Das der Polizei verliehene Machtmonopol muss deshalb einer gesamtgesellschaftlichen Akzeptanz zugeführt werden – durch transparente Kontrolle auf Einhaltung der demokratischen Grundsätze. Für die aktuelle Rassismus-Diskussion heißt dies: Die Polizei muss sich dieser Aufgabe noch offensiver stellen und Verstöße nachvollziehbar und glaubhaft brandmarken. Gerade die Polizei muss erkennbar selbst zuvorderst dafür einstehen, dass Rassismus und Extremismus keinen Platz in ihren Reihen haben.  

Hierzu ist eine wirksamere und transparente Kontrolle polizeilichen Handelns zu schaffen. Für das Vertrauen – sowohl der Öffentlichkeit als auch der Polizei – in die Arbeit unabhängiger Polizeibeschwerdestellen ist es essenziell, dass diese möglichst umfassend Rechenschaft über ihre Tätigkeit ablegen. Dazu gehören die Offenlegung von internen Richtlinien ebenso wie regelmäßige Tätigkeitsberichte und Überprüfung, ob die gesteckten Ziele auch erreicht werden – und vor allem Ermittlungskompetenz.

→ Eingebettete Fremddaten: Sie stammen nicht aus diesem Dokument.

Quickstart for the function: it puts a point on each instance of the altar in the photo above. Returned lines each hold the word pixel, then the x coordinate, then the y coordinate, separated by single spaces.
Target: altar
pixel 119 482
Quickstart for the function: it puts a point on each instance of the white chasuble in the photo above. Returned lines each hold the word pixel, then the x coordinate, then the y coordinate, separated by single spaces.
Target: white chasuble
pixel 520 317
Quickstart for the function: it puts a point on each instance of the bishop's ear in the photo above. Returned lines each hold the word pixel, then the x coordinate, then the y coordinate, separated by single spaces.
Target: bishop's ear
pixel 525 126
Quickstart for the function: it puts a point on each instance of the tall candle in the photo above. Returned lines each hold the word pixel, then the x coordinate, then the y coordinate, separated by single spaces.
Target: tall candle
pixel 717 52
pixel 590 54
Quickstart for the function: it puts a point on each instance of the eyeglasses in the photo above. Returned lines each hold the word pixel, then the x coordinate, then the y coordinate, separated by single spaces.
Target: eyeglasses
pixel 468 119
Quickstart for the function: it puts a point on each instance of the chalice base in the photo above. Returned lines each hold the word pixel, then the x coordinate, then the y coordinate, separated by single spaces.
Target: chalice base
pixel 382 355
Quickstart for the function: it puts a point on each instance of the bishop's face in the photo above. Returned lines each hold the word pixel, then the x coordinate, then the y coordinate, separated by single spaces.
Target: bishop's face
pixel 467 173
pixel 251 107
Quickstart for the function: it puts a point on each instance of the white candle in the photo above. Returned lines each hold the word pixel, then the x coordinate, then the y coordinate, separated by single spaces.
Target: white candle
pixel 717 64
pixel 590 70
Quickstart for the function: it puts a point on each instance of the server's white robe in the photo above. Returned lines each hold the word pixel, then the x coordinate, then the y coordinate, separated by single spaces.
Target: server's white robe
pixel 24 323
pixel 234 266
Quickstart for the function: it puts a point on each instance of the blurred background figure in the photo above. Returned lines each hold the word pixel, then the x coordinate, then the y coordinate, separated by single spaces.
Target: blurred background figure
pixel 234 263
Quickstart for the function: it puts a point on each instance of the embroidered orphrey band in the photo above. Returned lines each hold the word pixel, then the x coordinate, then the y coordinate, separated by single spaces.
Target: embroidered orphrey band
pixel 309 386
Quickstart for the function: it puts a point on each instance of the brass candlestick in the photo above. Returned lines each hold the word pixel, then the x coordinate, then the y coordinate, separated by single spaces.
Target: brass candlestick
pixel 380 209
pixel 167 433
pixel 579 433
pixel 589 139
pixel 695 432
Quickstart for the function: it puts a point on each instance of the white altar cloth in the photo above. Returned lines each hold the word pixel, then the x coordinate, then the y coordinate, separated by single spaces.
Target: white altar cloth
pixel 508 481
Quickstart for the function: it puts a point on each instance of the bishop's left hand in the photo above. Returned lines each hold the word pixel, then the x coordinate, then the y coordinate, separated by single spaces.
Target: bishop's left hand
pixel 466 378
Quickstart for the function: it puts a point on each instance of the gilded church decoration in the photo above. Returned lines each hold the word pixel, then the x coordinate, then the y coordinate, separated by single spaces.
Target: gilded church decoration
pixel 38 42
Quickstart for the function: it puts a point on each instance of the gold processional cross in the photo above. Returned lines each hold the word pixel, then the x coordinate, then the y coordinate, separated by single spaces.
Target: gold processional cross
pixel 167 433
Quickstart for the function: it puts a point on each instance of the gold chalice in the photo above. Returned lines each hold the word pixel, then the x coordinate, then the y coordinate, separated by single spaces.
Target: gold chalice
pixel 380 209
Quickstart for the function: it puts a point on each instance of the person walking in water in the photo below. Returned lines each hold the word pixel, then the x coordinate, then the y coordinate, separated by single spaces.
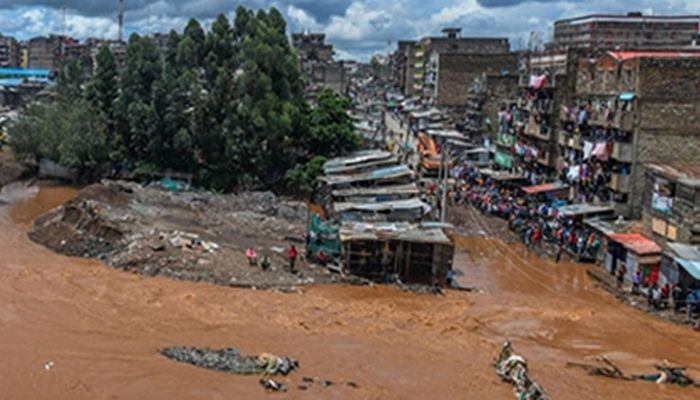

Zwar wurde in Niedersachsen 2014 eine Beschwerdestelle für Bürgerinnen und Bürger und Polizei geschaffen. Allerdings hat diese nach ihrer eigenen Leitlinie keine Ermittlungsbefugnisse.

In den Leitlinien für das Beschwerde- und Ideenmanagement der Beschwerdestelle für Bürgerinnen und Bürger und Polizei im Niedersächsischen Ministerium für Inneres und Sport vom 31.5.2016 heißt es hierzu: „Die Beschwerdestelle ist als Stabsstelle […] direkt dem Staatssekretär des MI unterstellt.“ Zum Verhältnis zu straf- und disziplinarrechtlichen Verfahren heißt es: „Nach dem Beschluss der Landesregierung hat die Beschwerdestelle keine eigenen Ermittlungsbefugnisse. Sie hat auch keine dienst- oder disziplinarrechtlichen Befugnisse gegenüber den betroffenen Beschäftigten.“

Damit gibt es keinen regulären Weg, Vorwürfe gegen Polizisten unabhängig untersuchen zu lassen. Dies bemängelt das Deutsche Institut für Menschenrechte in einer Studie zu RechtAus menschenrechtlicher Sicht bleibt es unbefriedigend, dass die Landespolizeibeauftragten keine echten Ermittlungsbefugnisse haben und nur neben den eigentlichen Strafverfolgungsbehörden existieren.“ 

Das Institut fordert wie in Dänemark oder Belgien, unabhängige Beschwerdestellen einzurichten, damit etwa Strafanzeigen gegen Polizisten nicht mehr von den Kollegen dieser Polizisten bearbeitet würden. Im Interesse der Glaubwürdigkeit sollten externe unabhängige Institutionen errichtet werden – und zwar zusätzlich zum vorhandenen Instanzenzug. Diese in anderen Ländern etablierte Praxis liegt auch im wohlverstandenen Interesse der Polizei selbst: Das vertrauensvolle Verhältnis zu einer demokratischen Polizei hilft, die PolizeiArbeit zu erleichtern und zu verbessern: Sie hilft, misstrauische Distanz und Feindbild der eigenen Freiheit zu überwinden.